L’aventure franco-russe à la recherche du frère d’armes de Napoléon
Introduction
Le 24 juin 1812, la Grande Armée de Napoléon Bonaparte traversait le fleuve
Niémen, commençant ainsi son invasion de l’Empire russe. Comptant au total
environ 680 000 hommes, dont deux tiers de Français, c'était la plus grande
armée que le monde ait jamais connue.
Sa mission : défaire l'armée russe et contraindre ainsi l'empereur Alexandre
I à se conformer à la politique européenne de Napoléon.
Cependant, il était difficile d’engager les forces russes dans une bataille
décisive : surpassées en nombre, elles ne cessaient de reculer, laissant la
Grande Armée avancer de plus en plus dans le territoire du pays.
Le 17 août, Napoléon prit la ville de Smolensk.

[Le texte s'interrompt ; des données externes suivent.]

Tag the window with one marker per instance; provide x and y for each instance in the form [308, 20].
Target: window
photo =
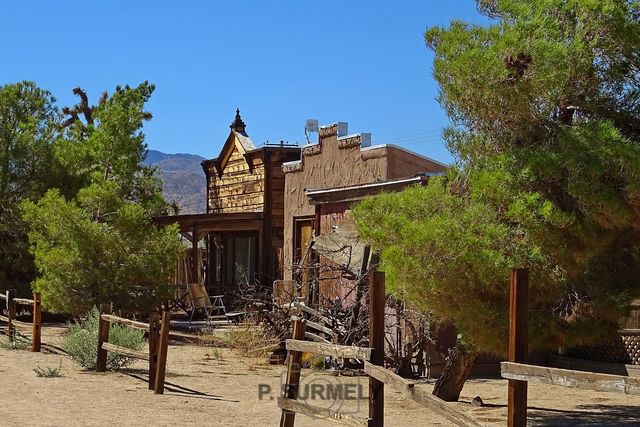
[233, 259]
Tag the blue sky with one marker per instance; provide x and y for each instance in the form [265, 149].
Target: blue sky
[363, 62]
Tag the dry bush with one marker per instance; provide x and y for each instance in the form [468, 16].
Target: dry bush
[247, 339]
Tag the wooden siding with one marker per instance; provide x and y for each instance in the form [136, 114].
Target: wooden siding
[239, 189]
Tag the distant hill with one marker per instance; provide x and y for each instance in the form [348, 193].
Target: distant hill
[183, 179]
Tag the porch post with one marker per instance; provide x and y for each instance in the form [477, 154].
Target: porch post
[194, 254]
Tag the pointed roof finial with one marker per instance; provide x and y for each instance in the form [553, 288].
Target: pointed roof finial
[238, 125]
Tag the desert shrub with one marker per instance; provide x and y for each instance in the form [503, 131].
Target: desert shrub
[15, 344]
[81, 342]
[48, 372]
[248, 339]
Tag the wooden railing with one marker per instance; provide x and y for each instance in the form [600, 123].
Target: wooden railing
[158, 333]
[519, 373]
[373, 360]
[36, 324]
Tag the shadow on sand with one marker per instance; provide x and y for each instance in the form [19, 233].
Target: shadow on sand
[175, 389]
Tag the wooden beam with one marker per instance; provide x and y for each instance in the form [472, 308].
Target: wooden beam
[421, 396]
[323, 413]
[316, 338]
[345, 351]
[103, 337]
[126, 351]
[319, 327]
[518, 345]
[570, 378]
[36, 339]
[126, 322]
[311, 311]
[21, 324]
[400, 384]
[154, 341]
[11, 312]
[292, 382]
[195, 256]
[163, 348]
[377, 304]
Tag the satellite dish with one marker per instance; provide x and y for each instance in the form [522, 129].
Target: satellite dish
[311, 125]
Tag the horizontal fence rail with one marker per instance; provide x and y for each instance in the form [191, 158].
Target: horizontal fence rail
[293, 405]
[570, 378]
[158, 333]
[344, 351]
[423, 397]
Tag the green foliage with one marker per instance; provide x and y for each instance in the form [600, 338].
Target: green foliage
[101, 245]
[545, 131]
[15, 344]
[81, 342]
[28, 130]
[48, 372]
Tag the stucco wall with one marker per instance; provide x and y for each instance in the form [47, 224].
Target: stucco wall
[338, 162]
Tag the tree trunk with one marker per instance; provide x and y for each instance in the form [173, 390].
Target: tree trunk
[455, 373]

Deux jours plus tard, les Russes
échappaient à l'encerclement, leur arrière-garde participant à une bataille près
de Valoutina Gora, à proximité de la ville. Les pertes furent lourdes des deux
côtés.
Parmi les victimes, un camarade d'école de Napoléon Bonaparte, le général Charles
Etienne Gudin. Grièvement blessé au combat, il fut transporté à l’hôpital de
Smolensk, où il mourut quelques jours plus tard et fut enterré dans la ville,
l’emplacement exact de sa tombe restant inconnu.
Les restes du général n'ont ensuite jamais été retrouvés... jusqu’à ce qu’une
expédition archéologique conjointe franco-russe se lance au printemps 2019 à
la recherche du général perdu…
Chapitre 1
Mort d`un général et naissance d`une légende
Les circonstances de la mort et de l'enterrement du général Gudin sont connues
grâce aux récits de deux témoins – celui d'un aide de camp de Napoléon, le comte
Philippe Paul de Ségur, et celui du baron Louis-François Lejeune, qui était en
charge des funérailles de Gudin.
Ils soulignent la douleur ressentie par Napoléon à la mort de Gudin, ainsi que la
baisse du moral de la Grande Armée après la perte d’un général populaire.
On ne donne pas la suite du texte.